Octopus is intimidating. And foreign to most Americans’ palate. I was weary of it, but it such a staple in Panama (where is it called pulpo), that I tried it with reservations, and loved it. I order it often at tapas restaurants, and cook it in my home kitchen more than most. Almost the entire creature is edible, so you get a good yield. It is also super-easy to prepare. After boiling, the pulpo softens enough for you to chew it easily, but retains a nice al dente texture. Pulpo has a slight seafood flavor, a bit stronger than calamari or scallops, and picks up other flavors really well. I always try to keep a whole, raw octo in my freezer, and usually have some already boiled and sliced in freezer bags, ready to be turned out into a quick dinner on short notice.

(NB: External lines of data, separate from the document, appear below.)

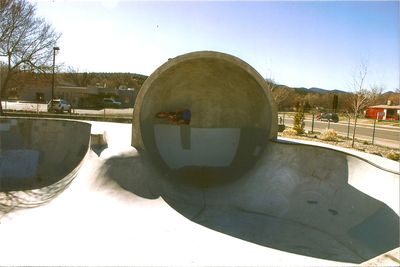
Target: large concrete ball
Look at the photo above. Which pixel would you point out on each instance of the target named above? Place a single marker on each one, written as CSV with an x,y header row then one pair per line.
x,y
231,110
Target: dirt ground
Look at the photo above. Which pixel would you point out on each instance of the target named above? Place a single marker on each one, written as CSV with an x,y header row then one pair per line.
x,y
360,145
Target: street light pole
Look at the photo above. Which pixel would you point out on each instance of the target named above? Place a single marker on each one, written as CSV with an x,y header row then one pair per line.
x,y
56,48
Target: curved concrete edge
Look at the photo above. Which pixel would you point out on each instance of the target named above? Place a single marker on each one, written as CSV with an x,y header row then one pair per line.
x,y
137,140
390,258
30,198
16,200
377,161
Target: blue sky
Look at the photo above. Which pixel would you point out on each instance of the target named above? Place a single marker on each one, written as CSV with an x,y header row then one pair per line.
x,y
302,44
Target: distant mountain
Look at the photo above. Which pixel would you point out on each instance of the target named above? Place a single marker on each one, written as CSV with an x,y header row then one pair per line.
x,y
325,91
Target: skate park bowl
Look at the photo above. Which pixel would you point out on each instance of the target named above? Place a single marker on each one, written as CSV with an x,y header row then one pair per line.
x,y
304,199
37,153
231,115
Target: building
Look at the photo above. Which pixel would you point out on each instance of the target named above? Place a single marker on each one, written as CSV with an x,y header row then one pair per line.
x,y
383,112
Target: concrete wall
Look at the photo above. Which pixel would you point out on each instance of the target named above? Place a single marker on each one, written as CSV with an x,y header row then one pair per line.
x,y
230,104
36,152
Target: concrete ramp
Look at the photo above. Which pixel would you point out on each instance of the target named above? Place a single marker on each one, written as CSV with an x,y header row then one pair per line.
x,y
225,169
35,153
302,199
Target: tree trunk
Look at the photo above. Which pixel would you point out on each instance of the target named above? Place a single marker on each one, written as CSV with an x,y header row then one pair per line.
x,y
354,130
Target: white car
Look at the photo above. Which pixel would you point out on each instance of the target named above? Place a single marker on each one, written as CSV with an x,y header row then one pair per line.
x,y
58,105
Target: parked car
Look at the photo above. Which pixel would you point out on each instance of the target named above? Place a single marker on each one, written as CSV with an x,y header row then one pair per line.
x,y
329,117
58,105
111,103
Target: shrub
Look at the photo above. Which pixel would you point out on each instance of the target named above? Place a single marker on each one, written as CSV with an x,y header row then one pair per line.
x,y
289,132
329,135
393,155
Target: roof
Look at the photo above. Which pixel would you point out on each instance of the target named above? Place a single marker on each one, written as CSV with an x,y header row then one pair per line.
x,y
385,107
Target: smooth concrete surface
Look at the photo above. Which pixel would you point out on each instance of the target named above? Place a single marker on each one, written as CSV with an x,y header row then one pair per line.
x,y
35,153
224,94
299,206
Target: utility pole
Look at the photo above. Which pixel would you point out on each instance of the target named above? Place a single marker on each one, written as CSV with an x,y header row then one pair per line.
x,y
56,48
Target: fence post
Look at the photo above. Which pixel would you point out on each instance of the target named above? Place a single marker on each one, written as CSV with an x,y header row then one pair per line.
x,y
348,128
312,124
373,132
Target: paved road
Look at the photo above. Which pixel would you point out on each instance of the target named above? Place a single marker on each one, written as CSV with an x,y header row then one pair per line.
x,y
34,107
384,135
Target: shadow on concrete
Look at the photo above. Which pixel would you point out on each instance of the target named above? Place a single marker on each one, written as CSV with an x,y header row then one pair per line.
x,y
296,205
15,200
98,148
134,174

Take the whole guy (even if still frozen) and boil it until the purple outer layer begins to peel away, and a knife can pierce easily through the flesh at the point where the tentacles merge with the “body” of the octopus.

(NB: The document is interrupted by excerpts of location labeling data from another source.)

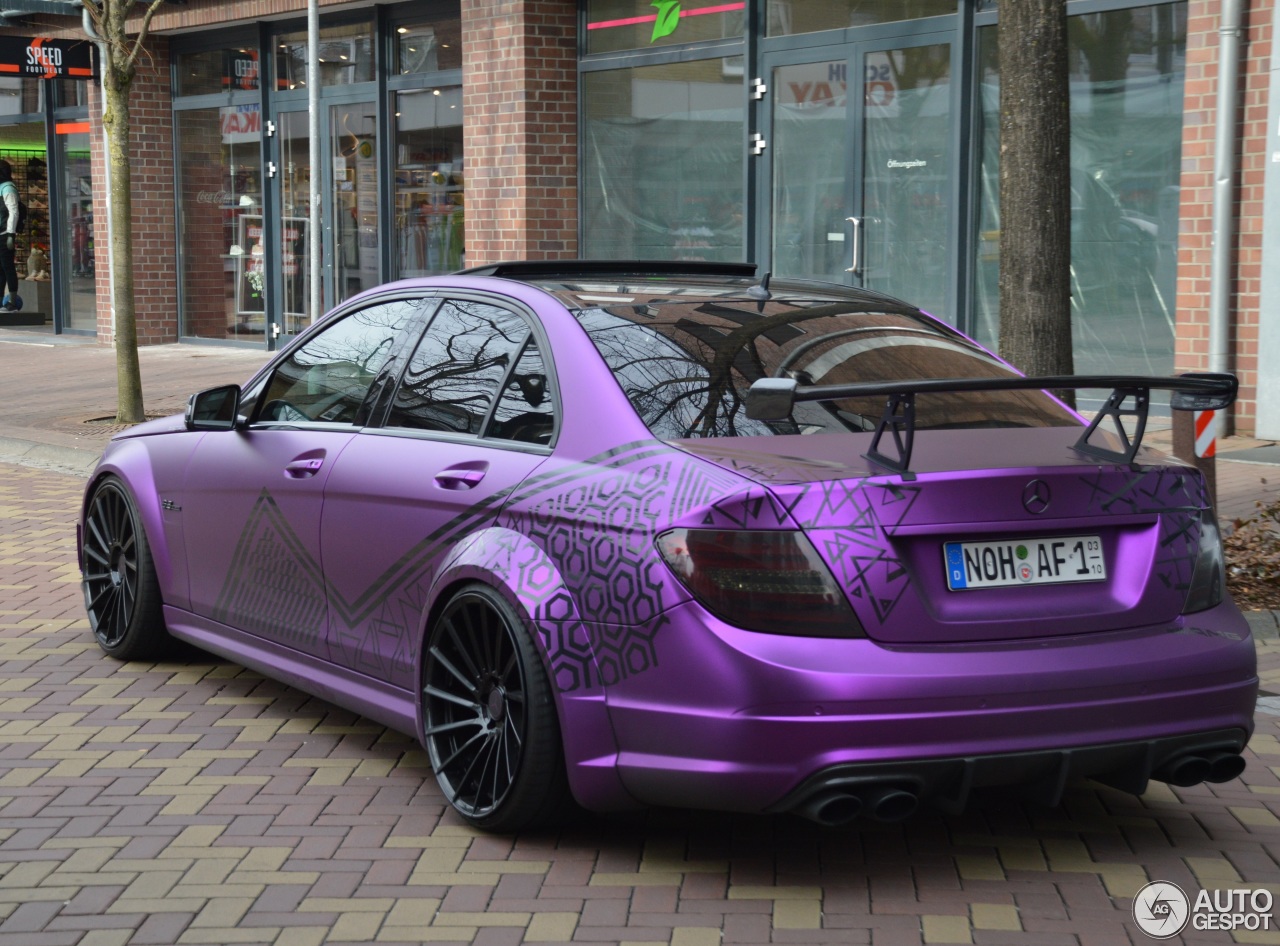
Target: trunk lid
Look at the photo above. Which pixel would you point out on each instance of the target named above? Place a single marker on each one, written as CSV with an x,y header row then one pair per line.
x,y
992,503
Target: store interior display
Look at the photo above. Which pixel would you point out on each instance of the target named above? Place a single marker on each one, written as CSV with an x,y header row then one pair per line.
x,y
31,177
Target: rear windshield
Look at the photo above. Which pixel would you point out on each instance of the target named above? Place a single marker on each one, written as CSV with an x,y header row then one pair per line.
x,y
686,368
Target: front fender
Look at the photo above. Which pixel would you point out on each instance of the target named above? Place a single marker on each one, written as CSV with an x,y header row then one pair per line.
x,y
151,469
533,585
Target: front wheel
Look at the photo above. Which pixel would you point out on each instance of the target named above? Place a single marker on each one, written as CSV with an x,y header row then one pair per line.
x,y
122,594
490,725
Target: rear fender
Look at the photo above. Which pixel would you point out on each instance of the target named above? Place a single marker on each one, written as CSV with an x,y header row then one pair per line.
x,y
533,585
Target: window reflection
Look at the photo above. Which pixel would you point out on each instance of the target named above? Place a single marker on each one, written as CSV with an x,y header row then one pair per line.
x,y
458,369
662,156
787,17
1128,69
220,219
346,56
686,370
328,379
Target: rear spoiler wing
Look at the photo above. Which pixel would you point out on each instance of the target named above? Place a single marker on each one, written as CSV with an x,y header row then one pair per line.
x,y
773,398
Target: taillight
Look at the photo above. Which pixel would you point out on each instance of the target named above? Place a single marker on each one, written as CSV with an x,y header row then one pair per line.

Drain, and butcher once it is cool enough to handle. You can do this by slicing off each tentacle, and cutting bite sized pieces of the remaining body, throwing the harder “mouth” piece away. You can get some meat out of the head, but you’ll have to trim away any innards. Then trim off any outer skin that is sort of hanging or clinging to the body, and slice bite-sized pieces in rings.